This is definitely an investment idea that was not conceived by the Peter Lynch tactic of investing in the securities of companies that you encounter and admire in your everyday life. You will regret the assault on your senses that is a visit to their website. Lots of mismatching type, random lack of capitalization, exclamation points following assertions that need not be spoken let alone shouted, and screens flashing fast enough to cause seizures. In short, this is "cool" or what passes for cool among the strangely dressed young people pictured on the site. Several of their models are barely dressed at all; given that the store is selling clothing, I hope that they at least got a discount. I better be able to make this investment work to compensate for learning the distasteful fact that the kids now refer to extremely recent decades such as the 1990s as "retrograde".
On May 23, 2013, Apax Partners announced an LBO of this specialty apparel retailer for $42 per share. Apax already had two executives on the RUE board and owned over 30% of RUE equity.

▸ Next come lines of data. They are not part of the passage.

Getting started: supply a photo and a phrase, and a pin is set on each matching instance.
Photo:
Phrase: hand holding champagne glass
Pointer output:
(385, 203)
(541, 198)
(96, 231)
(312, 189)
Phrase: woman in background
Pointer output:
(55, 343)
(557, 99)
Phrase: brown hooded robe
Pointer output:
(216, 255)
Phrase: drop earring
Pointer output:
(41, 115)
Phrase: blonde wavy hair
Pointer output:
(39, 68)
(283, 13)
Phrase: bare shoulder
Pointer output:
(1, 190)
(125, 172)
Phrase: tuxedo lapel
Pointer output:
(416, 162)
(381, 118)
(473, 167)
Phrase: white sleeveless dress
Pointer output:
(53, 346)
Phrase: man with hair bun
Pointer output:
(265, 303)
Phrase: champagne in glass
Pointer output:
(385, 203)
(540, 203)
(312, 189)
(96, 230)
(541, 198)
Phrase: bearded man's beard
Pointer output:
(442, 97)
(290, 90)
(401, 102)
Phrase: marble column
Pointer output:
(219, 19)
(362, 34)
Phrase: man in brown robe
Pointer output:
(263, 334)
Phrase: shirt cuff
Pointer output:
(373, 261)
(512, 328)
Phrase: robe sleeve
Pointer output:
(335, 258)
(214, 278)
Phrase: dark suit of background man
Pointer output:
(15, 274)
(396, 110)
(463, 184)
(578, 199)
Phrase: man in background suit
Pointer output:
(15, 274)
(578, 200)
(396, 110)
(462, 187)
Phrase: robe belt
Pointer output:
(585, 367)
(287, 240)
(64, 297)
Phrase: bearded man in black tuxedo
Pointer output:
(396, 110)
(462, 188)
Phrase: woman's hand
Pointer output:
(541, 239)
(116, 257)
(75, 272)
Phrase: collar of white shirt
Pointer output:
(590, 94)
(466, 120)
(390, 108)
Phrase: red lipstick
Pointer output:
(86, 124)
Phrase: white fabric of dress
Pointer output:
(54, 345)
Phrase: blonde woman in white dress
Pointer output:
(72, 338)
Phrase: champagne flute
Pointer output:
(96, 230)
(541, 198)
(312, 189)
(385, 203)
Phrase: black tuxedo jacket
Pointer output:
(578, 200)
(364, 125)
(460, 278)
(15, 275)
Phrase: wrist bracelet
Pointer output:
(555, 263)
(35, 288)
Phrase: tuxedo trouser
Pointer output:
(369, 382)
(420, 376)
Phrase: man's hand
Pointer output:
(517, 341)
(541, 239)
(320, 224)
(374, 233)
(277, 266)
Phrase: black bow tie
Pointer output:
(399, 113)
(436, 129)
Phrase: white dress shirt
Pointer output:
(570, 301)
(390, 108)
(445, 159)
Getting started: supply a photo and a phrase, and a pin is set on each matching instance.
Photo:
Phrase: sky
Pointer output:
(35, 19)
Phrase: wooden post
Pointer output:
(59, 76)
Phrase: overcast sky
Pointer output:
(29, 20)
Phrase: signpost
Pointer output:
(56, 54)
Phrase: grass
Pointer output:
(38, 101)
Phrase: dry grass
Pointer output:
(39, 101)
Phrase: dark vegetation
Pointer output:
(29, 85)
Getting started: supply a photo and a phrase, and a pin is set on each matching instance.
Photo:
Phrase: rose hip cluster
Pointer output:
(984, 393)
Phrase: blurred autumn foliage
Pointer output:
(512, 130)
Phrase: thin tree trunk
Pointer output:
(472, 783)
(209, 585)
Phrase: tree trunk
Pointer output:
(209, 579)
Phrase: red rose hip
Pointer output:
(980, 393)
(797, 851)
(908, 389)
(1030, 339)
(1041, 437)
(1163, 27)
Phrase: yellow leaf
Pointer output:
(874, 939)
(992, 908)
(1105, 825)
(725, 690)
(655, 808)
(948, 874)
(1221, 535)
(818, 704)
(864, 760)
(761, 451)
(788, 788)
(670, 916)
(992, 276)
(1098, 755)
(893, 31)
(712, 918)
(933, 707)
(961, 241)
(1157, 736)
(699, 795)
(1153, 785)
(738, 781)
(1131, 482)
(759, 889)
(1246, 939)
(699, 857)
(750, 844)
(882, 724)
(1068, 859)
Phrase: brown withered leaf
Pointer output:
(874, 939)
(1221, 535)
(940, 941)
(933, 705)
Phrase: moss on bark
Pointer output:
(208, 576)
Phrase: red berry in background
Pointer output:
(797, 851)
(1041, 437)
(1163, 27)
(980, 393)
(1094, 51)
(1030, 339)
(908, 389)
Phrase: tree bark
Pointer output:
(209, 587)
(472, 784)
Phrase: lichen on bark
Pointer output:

They paid about 10x EV/EBITDA, which is slightly above, but close to comparable past transactions. The merger agreement was filed the next day. Their preliminary proxy was filed on June 21, 2013. The RUE shareholder approval is scheduled for Thursday September 19, 2013. With no better alternative emerging, approval is nearly certain.
In early July, the parties announced the expiration of the go shop window without any other proposals. The process attracted only tepid interest. RUE's young adult customers have fickle tastes, which makes RUE's future cash flow hard to predict. The price is already full. Bidders may have emerged to pay as much as 8x EBITDA, but this deal is already over 9x.
The Federal Trade Commission (NASDAQ:FTC) cleared the deal on June 24, 2013.
The primary credit market gets very quiet in August. However, when people get back to their offices this week, they will get back to work on the deal financing. This is a leveraged deal, but securing financing should be a surmountable challenge. It does not make the situation easier that comparable companies have fared poorly since the deal was announced.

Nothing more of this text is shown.